O presidente sugeriu que não voltará a se candidatar a cargos públicos, como havia anunciado, mas tampouco se afastará da vida política. "Vocês podem contar comigo para defender essas ideias, essas convicções, mas meu lugar não poderá mais ser o mesmo", afirmou, encerrando seu discurso emocionado. Fala da vitória. Mais de uma hora depois, François Gérard Georges Hollande, de 57 anos, ex- secretário-geral do PS entre 1997 e 2008, agora presidente eleito, veio à multidão que o aguardava no centro de Tulle, sua cidade natal. Em um discurso sóbrio, sem espaço para a emoção, Hollande enviou uma "saudação republicana" a seu oponente eafirmou estar "orgulhoso de ter sido capaz de devolver a esperança aos franceses". Como em pronunciamentos anteriores, prometeu uma "presidência exemplar", sem excessos. "A mudança deve estar à altura da França. Ela começa agora", garantiu, prometendo realizar um governo aberto aos eleitores da extrema direita. "Saibam que
eu respeito suas convicções e serei o presidente de todos."
Hollande ainda não anunciou nenhum nome de seu governo, mas reiterou suas metas. A primeira, disse, é levar à Alemanha e à União Europeia a mensagem das urnas na França. "Minha missão é dar à construção europeia uma dimensão de crescimento, de emprego e de prosperidade." Ainda à noite, líderes europeus como a chanceler da Alemanha, Angela Merkel, e o premiê britânico, David Cameron, tele-fonaram ao vencedor para parabenizá-lo. O presidente dos EUA, Barack Obama, também falou com o novo colega francês. O ministro das Relações Exteriores alemão, Guido Westerwelle, classificou a eleição como "histórica" e afirmou que os dois países "continuarão a cumprir suas missões e a assumir suas responsabilidades no seio da UE". "A disciplina fiscal e a estratégia do crescimento constituem as duas faces da mesma moeda", disse o ministro. Em sinal de reaproximação, Hollande e Merkel se encontrarão na primeira viagem oficial do novo presidente. O presidente eleito deixou Tulle em avião privado rumo à Paris, onde discursaria no início da madrugada às centenas de milhares de pessoas reunidas na Praça da Bastilha para comemorar a volta da esquerda ao poder.
Cumprimento de Dilma
A presidente Dilma Rousseff enviou ontem à noite cumprimentos a François Hollande. Ela defendeu que o aperto fiscal seja acompanhado por medidas de crescimento e inclusão social na França
PERFIL
François Hollande,
presidente eleito da França
Vencedor deu volta por cima
Há 18 meses, ninguém na França apostaria na vitória de François Hollande no segundo turno da eleição. Contrariando caciques do Partido Socialista, ele lançou em março de 2011 a pré-candidatura e iniciou um trajeto sem falhas até a vitória, mais de um ano depois. Filho de um médico ligado à extrema direita e de uma assistente social ultracatólica de esquerda, Hollande nasceu em 12 de agosto de 1954, em Rouen, noroeste da França. Criado em Neuilly-sur-Seine – a mesma cidade de Nicolas Sarkozy –, estudou Direito na Universidade de Paris, depois na Escola de Altos Estudos de Comércio (HEC) e no Instituto de Estudos Políticos (Sciences-Po), até chegar à Escola Nacional de Administração (ENA) – todas de alto prestígio.

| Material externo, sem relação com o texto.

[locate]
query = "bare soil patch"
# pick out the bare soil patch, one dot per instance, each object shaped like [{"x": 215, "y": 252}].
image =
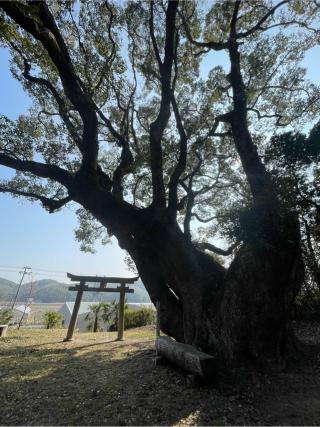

Militante do partido desde 1979 e discípulo de François Mitterrand, eleito em 1981 presidente, fez o percurso "clássico" dos políticos franceses. Foi subindo de conselheiro municipal (equivalente a vereador) até chegar a secretário-geral do Partido Socialista, em 1997. Deixou o cargo sob críticas, desgastado pela derrota de Lionel Jospin para o extremista Jean-Marie Le Pen, em 2002, seguida do fracasso de sua mulher, Ségolène Royal, diante de Sarkozy, em 2007. Longe dos holofotes, Hollande separouse, emagreceu, conheceu a segunda mulher, a jornalista Valérie Trierweiller, e cercou-se de um grupo de conselheiros políticos que o aproximou dos discursos e símbolos de campanha de Mitterrand.